The inaugural lecture was delivered in the fall of 1999 by Charles Dalfen of Torys, a former professor at U of T’s Faculty of Law.

The 2015 Grafstein Lecture in Communications

Konrad von Finckenstein

Former Chairman of the Canadian Radio-television and Telecommunication Commission and Justice of the Federal Court

"Thoughts on Redesigning Canada's Regulatory System for Communications"

Tuesday, January 27, 2015
4:00 p.m.
Victoria College, Room 101

This event is open to the public.  Reception to Follow.

 

Abstract:  Current Canadian legislation and institutions to regulate communications all stem from the early 1990s. Since then we have seen a veritable revolution in communications technology such as cable TV, wireless phones, satellites, digitization, fibre cable, internet, social media etc. In addition we have seen unpatrolled consolidation both vertical and horizontal among communications companies. Yet our legislation and institutions have remained virtually unchanged. A rethink, new legislation, and new institutional set up are clearly required. Key principles, considerations, process and reform of institutions will be discussed. 

About Konrad Von Finckenstien:

Konrad von Finckenstein currently practices as an arbitrator with JAMS, The Resolution Experts, in Toronto and has had an extensive government and judicial career.

As the chief commercial counsel of the Canadian Government he led the legal team negotiating inter alia, the bail outs of Chrysler and Massey Ferguson, the establishment of a Bell Helicopter assembly plant for all its civilian copters in Canada, and the privatisation of Canadiar and DeHavilland.

Subsequently he became the chief counsel to the Canada US free trade negotiations. In this position he was responsible for negotiating the dispute settlement provisions, drafting, and implementing the agreement. He was also responsible for overseeing the drafting and implementing of all legislation, regulations and orders required to give effect to the provisions of NAFTA in Canada.

He was the Commissioner (CEO) of the Competition Bureau for seven years. During his tenure the Bureau examined the merger of four of Canada’s leading banks (ultimately blocking them) collected the largest fine in Canadian criminal history for price collusion.  He also reviewed and approved the merger between Air Canada and Canadian Airlines ensuring that the merger would not lead to a monopoly in the skies.  In addition to ensuring a competitive marketplace for Canadian businesses and consumers, he led the drive to create of the International Competition Network (an umbrella organization encompassing all the competition agencies of the world) to harmonize competition regimes worldwide and served as the Founding Chairman.

As a Justice of the Federal Court from 2003 to 2007, he heard cases involving immigration and refugee law, intellectual property and administrative law. In particular, von Finckenstein held that uploading music tracks over the Internet is not in itself a violation of Canadian copyright law.

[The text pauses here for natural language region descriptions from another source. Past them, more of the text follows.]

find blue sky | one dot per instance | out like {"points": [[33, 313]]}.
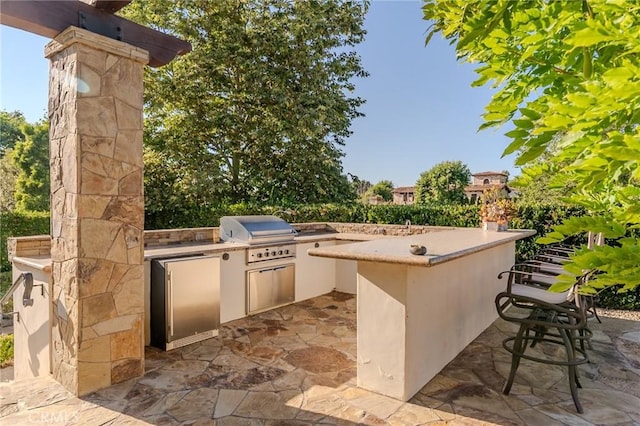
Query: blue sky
{"points": [[420, 110]]}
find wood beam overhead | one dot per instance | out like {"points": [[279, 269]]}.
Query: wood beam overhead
{"points": [[110, 6], [49, 19]]}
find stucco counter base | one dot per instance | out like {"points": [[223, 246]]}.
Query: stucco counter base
{"points": [[416, 313]]}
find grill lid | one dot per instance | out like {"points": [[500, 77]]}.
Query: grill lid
{"points": [[255, 229]]}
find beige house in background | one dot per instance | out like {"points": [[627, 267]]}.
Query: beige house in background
{"points": [[483, 181], [403, 195], [480, 182]]}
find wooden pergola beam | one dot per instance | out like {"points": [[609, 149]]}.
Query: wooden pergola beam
{"points": [[49, 19], [108, 5]]}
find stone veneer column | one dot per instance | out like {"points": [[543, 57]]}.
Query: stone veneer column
{"points": [[97, 209]]}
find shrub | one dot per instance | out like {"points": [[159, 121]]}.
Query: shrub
{"points": [[6, 350]]}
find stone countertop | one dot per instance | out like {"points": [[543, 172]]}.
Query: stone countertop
{"points": [[191, 249], [43, 263], [39, 263], [441, 246]]}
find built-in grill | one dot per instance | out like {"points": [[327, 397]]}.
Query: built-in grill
{"points": [[270, 278], [270, 237]]}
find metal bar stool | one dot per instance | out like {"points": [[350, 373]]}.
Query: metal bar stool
{"points": [[552, 318]]}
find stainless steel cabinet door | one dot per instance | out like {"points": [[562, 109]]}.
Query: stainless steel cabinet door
{"points": [[271, 287], [193, 296], [284, 284]]}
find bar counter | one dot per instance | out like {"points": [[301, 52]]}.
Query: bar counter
{"points": [[417, 312]]}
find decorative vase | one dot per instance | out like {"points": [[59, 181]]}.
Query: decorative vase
{"points": [[495, 226], [417, 249]]}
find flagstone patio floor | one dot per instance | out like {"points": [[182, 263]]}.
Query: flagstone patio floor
{"points": [[296, 365]]}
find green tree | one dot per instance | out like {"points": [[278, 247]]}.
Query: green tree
{"points": [[443, 184], [384, 189], [566, 71], [31, 157], [10, 130], [360, 186], [260, 109], [8, 176]]}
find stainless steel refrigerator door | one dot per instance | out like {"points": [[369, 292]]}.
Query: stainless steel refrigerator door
{"points": [[193, 296], [268, 288]]}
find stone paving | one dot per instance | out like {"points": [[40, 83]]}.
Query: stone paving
{"points": [[297, 365]]}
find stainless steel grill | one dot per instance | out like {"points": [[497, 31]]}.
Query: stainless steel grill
{"points": [[270, 280], [270, 237]]}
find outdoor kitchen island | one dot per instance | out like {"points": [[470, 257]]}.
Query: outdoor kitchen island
{"points": [[415, 313]]}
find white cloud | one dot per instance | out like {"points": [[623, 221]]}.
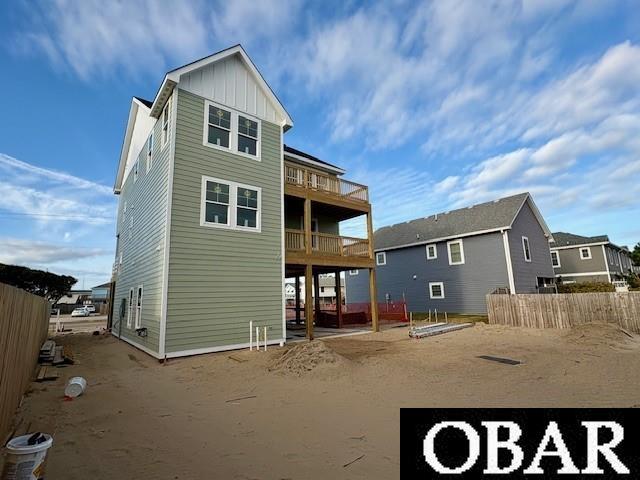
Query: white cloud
{"points": [[49, 196], [19, 251]]}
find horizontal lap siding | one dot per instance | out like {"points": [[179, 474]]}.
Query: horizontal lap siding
{"points": [[143, 253], [465, 286], [220, 280]]}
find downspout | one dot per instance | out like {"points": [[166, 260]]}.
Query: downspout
{"points": [[507, 254], [167, 234], [606, 263]]}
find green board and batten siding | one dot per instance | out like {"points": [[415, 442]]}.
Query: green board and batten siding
{"points": [[142, 243], [220, 280]]}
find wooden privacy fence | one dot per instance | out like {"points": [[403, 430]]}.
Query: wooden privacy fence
{"points": [[565, 310], [24, 323]]}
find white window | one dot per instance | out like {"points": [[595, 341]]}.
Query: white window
{"points": [[166, 115], [130, 308], [436, 290], [139, 307], [585, 253], [247, 136], [525, 249], [218, 126], [456, 252], [150, 152], [230, 205], [232, 131]]}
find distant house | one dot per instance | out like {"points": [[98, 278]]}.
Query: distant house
{"points": [[100, 294], [577, 258], [450, 261]]}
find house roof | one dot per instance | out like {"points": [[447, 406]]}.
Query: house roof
{"points": [[172, 77], [474, 220], [563, 239], [303, 157]]}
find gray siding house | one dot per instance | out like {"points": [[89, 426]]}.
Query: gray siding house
{"points": [[207, 190], [450, 261], [577, 258]]}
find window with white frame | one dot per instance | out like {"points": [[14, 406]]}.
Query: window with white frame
{"points": [[166, 115], [150, 152], [525, 249], [230, 205], [130, 308], [247, 208], [436, 290], [455, 249], [138, 323], [247, 135], [219, 126], [231, 130]]}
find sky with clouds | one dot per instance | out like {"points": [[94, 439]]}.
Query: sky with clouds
{"points": [[433, 104]]}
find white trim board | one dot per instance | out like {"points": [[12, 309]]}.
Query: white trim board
{"points": [[224, 348], [581, 274]]}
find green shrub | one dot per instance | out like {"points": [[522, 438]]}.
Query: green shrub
{"points": [[586, 287]]}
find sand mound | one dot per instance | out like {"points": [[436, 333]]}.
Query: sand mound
{"points": [[305, 357], [609, 334]]}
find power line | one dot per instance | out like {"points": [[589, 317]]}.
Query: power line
{"points": [[55, 215]]}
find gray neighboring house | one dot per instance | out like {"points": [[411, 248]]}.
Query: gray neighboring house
{"points": [[577, 258], [450, 261]]}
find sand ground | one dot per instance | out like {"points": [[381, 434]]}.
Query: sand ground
{"points": [[247, 415]]}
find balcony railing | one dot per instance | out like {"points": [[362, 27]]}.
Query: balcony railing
{"points": [[338, 187], [327, 244]]}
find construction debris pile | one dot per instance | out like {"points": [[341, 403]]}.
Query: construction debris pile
{"points": [[305, 357], [51, 357]]}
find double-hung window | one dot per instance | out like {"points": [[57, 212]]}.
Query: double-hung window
{"points": [[219, 127], [138, 323], [230, 130], [230, 205], [247, 136], [436, 290], [217, 203], [525, 249], [166, 115], [247, 207], [150, 152], [130, 308], [456, 252]]}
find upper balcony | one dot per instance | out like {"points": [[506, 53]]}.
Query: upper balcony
{"points": [[321, 187]]}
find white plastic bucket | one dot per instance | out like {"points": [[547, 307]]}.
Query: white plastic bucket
{"points": [[24, 461], [75, 387]]}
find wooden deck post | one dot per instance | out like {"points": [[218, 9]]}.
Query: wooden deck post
{"points": [[308, 300], [307, 226], [297, 300], [373, 292], [338, 299], [316, 295]]}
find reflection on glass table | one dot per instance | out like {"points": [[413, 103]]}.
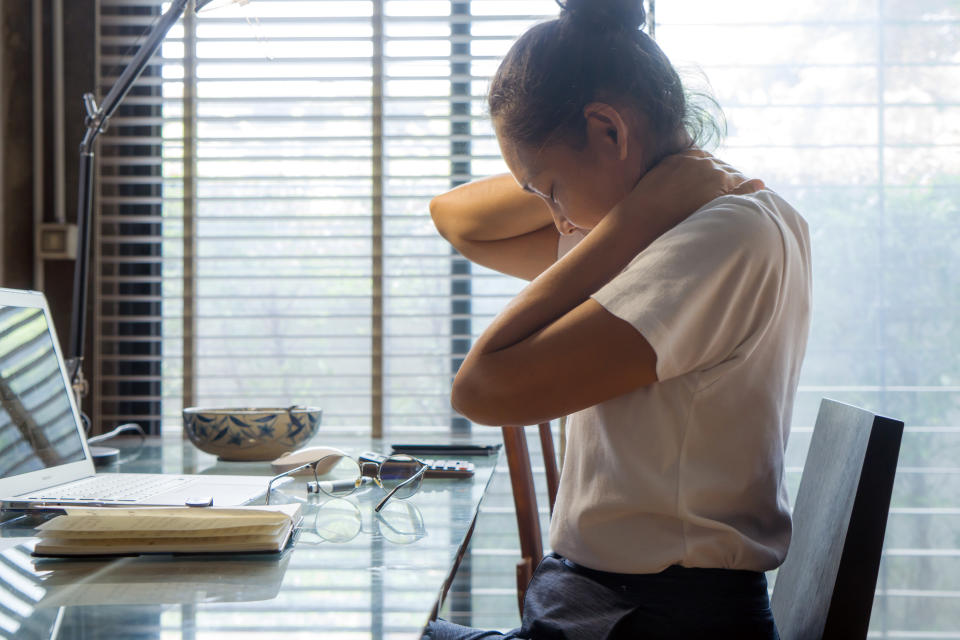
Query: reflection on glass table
{"points": [[352, 573], [338, 520]]}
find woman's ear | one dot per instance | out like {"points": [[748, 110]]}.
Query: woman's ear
{"points": [[607, 129]]}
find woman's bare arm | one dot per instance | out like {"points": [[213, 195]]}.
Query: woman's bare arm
{"points": [[553, 350], [493, 222]]}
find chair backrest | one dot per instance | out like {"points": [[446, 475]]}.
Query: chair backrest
{"points": [[525, 497], [825, 588]]}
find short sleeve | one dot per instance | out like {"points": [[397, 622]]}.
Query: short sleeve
{"points": [[704, 291]]}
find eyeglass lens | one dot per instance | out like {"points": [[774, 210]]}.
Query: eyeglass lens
{"points": [[397, 470]]}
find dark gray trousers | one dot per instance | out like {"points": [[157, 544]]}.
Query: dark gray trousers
{"points": [[568, 602]]}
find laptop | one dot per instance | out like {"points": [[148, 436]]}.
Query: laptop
{"points": [[44, 458]]}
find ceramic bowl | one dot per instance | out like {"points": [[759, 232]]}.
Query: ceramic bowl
{"points": [[250, 434]]}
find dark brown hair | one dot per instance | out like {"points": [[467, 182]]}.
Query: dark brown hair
{"points": [[594, 51]]}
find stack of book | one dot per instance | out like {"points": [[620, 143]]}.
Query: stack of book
{"points": [[99, 531]]}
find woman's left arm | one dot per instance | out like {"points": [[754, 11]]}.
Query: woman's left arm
{"points": [[553, 350]]}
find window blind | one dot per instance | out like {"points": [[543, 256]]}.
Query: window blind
{"points": [[852, 112], [323, 128], [297, 261], [127, 274]]}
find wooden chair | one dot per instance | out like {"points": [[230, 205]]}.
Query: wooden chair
{"points": [[525, 497], [825, 588]]}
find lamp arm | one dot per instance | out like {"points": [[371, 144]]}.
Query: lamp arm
{"points": [[96, 121]]}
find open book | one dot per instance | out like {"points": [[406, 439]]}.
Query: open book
{"points": [[87, 531]]}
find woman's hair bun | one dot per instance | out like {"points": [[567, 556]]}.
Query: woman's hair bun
{"points": [[627, 15]]}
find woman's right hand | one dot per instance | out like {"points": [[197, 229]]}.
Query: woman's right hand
{"points": [[679, 185]]}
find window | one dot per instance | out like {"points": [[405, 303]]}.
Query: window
{"points": [[852, 112], [294, 257]]}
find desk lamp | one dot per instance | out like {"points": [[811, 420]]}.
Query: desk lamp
{"points": [[96, 121]]}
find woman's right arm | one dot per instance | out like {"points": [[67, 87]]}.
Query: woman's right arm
{"points": [[495, 223]]}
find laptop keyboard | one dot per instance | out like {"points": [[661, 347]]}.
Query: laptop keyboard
{"points": [[119, 488]]}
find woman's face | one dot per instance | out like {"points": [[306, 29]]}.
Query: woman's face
{"points": [[580, 186]]}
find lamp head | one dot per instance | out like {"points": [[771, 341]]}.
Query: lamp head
{"points": [[214, 4]]}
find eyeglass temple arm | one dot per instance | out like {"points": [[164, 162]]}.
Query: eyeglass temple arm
{"points": [[415, 476], [312, 465]]}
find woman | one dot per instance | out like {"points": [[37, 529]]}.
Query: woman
{"points": [[671, 331]]}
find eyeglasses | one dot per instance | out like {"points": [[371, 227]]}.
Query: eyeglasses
{"points": [[340, 520], [338, 475]]}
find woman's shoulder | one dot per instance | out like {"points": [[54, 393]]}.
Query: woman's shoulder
{"points": [[755, 216]]}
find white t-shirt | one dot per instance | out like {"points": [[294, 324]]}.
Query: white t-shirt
{"points": [[689, 470]]}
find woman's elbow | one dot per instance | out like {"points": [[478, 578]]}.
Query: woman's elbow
{"points": [[474, 399]]}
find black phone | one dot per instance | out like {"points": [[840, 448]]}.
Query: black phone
{"points": [[447, 449]]}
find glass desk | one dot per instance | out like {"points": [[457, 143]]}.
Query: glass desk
{"points": [[351, 574]]}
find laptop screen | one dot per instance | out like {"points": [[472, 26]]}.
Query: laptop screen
{"points": [[37, 426]]}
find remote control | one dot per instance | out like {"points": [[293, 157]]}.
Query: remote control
{"points": [[435, 468]]}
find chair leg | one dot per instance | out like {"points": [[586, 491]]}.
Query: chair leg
{"points": [[549, 462], [525, 504]]}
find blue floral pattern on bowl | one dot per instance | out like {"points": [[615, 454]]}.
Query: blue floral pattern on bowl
{"points": [[250, 434]]}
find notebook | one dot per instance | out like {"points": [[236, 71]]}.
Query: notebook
{"points": [[44, 459]]}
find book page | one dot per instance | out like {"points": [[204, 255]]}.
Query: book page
{"points": [[158, 520]]}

In 2007, he was appointed Chairman of the Canadian Radio-television and Telecommunications Commission (CRTC) for a five-year term. He was instrumental in removing unnecessary regulations, allowing the industry to react more quickly to market changes and consumer preferences in an era of rapid technological change. Over ninety percent of telephone market was foreborne from regulation and exposed to competition. During his tenure the industry went through an unprecedented degree of consolidation. To meet these challenges he established frameworks for diversity of voices, vertical integration and net neutrality.